Monik dan Laura sudah bergabung bersama Kirana, meninggalkan Febi yang masih duduk di tepi ranjang sembari mengagumi foto-foto Satya. Kirana saja tidak pernah melihatnya sejak Satya mengikuti akunnya.
"Ki, gimana sudah ada kabar dari Ibas?"
"Belum, Ra. Ibas sibuk banget akhir-akhir ini."
"Nggak ada cara lain buat batalin ini?" kali ini Monik yang bertanya.
Mereka bertiga terlibat obrolan serius. Sesekali terganggu dengan suara pekikan Febi yang melontarkan kalimat pujian pada foto-foto Satya.
"Kalaupun ada, itu udah nggak mungkin dilakuin, Mon. Kehormatan keluarga jadi taruhannya," jawab Laura.
"Ya, nggak bisa gitu dong, Ra. Banyak, kok, orang yang batal nikah gara-gara kebusukan pasangannya terbongkar menjelang hari H."
"Itu beda kasus. Tante-tante ini cuma masa lalu Satya yang gagal move on." Kirana memaparkan apa yang sudah Ibas infokan. "Tapi, masih ada satu orang yang diselidiki Ibas."
Monik dan Laura kompak memiringkan badan menghadap Kirana. Menatap penasaran pada gadis yang sedang dalam mode serius itu.
"Ayunda. Dia sahabatnya Satya. Menurut kabar, ayunda ini pengaruhnya besar untuk Satya. Satya kayak punya hutang budi gitu," jelas Kirana.
"Maaf ya, Ki. Tapi menurut gue bokap lo egois banget. Harusnya dia selidiki dulu sebelum jodohin lo sama Satya." Monik berpendapat.
"Biasanya orang tua itu cuma nilai dari reputasi keluarga, kalau bibitnya baik berarti keturunannya juga. Sama kayak bokap gue waktu jodohin abang sama anak rekan bisnisnya. Yang dia tahu keluarga tuh cewek baik, terpandang dan beretika. Nggak taunya, si anak malah selingkuh dan morotin duit abang," ujar Laura berbagi pengalaman.

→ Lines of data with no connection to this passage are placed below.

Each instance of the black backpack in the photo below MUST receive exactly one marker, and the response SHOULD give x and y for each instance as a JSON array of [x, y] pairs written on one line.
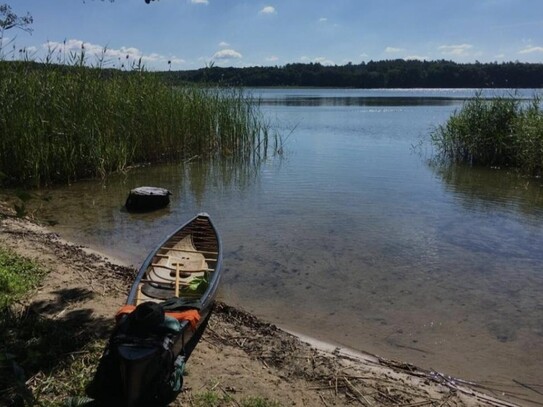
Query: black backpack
[[138, 367]]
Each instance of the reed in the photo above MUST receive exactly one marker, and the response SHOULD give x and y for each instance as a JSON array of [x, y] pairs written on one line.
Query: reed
[[62, 123], [498, 132]]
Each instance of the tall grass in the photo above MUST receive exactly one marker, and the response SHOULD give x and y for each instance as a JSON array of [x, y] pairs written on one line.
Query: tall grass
[[60, 124], [501, 131]]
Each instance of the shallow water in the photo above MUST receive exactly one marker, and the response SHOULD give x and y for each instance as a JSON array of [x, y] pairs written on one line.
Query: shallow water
[[352, 237]]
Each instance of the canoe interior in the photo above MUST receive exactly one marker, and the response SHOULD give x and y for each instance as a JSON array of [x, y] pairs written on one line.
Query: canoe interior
[[187, 257]]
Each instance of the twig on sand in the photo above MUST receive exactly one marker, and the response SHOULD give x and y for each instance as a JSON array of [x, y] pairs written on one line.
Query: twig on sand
[[323, 401], [527, 386], [357, 393]]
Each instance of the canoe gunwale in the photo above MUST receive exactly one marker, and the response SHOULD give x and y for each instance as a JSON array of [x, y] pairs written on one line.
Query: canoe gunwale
[[208, 297]]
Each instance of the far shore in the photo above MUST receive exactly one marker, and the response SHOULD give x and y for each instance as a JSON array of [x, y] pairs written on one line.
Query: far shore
[[239, 355]]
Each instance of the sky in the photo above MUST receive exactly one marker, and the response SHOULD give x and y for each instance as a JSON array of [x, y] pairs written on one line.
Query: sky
[[192, 34]]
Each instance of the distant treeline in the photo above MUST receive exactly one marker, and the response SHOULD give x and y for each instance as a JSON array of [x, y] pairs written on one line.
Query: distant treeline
[[397, 73]]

Monik mendesah frustasi setelah kembali telentang. "Susah juga kalau kayak gitu."
Gadis itu melirik Kirana, lalu merapatkan tubuh dan memeluk dengan dagu bertumpu pada bahu Kirana. Melihat itu, Laura juga ikut melingkarkan tangannya pada perut Kirana, menindih tangan Monik.
"Ki, apapun nanti yang bakal terjadi nanti, jangan pernah merasa sendiri. Lo punya kita yang siap bantuin lo," ucap Monik sendu.
"Jangan pernah pendam apapun sendiri, lo bisa bagi masalah lo ke kita. Jangan juga sok, kuat. Nangis nggak bakal nunjukin kalau lo lemah. Ingat pesan gue, lo harus belajar ngendaliin sikap kompetitif lo itu," tambah Laura.
Kirana terharu dengan perhatian yang diberikan sahabat. Mereka selalu ada setiap kali Kirana merasa terpuruk dan butuh dukungan.
"Thanks. Kalian memang sahabat terbaik gue," ucap Kirana tulus sambil menahan tangis.
"Ya Tuhan!" pekik febi membuyarkan keharuan ketiga sahabatnya. Gadis itu tiba-tiba menyusup paksa di sela-sela Monik dan Kirana.
"Ish, apaan, sih, Bi?" omel Monik yang didorong Febi.
"Lihat, Ki," pintanya yang sudah berbaring di samping Kirana, sambil memperlihatkan layar ponsel.
"Otot tangan, d**a dan roti sobeknya. Astaga, seksi banget. Benar-benar perfect. d**a pelukable, bibir cipokable. Lo hoki banget, sih, Ki," ujarnya menggebu-gebu sambil terus memandangi foto topless Satya.
Kirana hanya tertawa melihat kelakuan ajaib Febi. Sedangkan dua lainnya kompak memutar bola mata malas sambil mencibir lirih.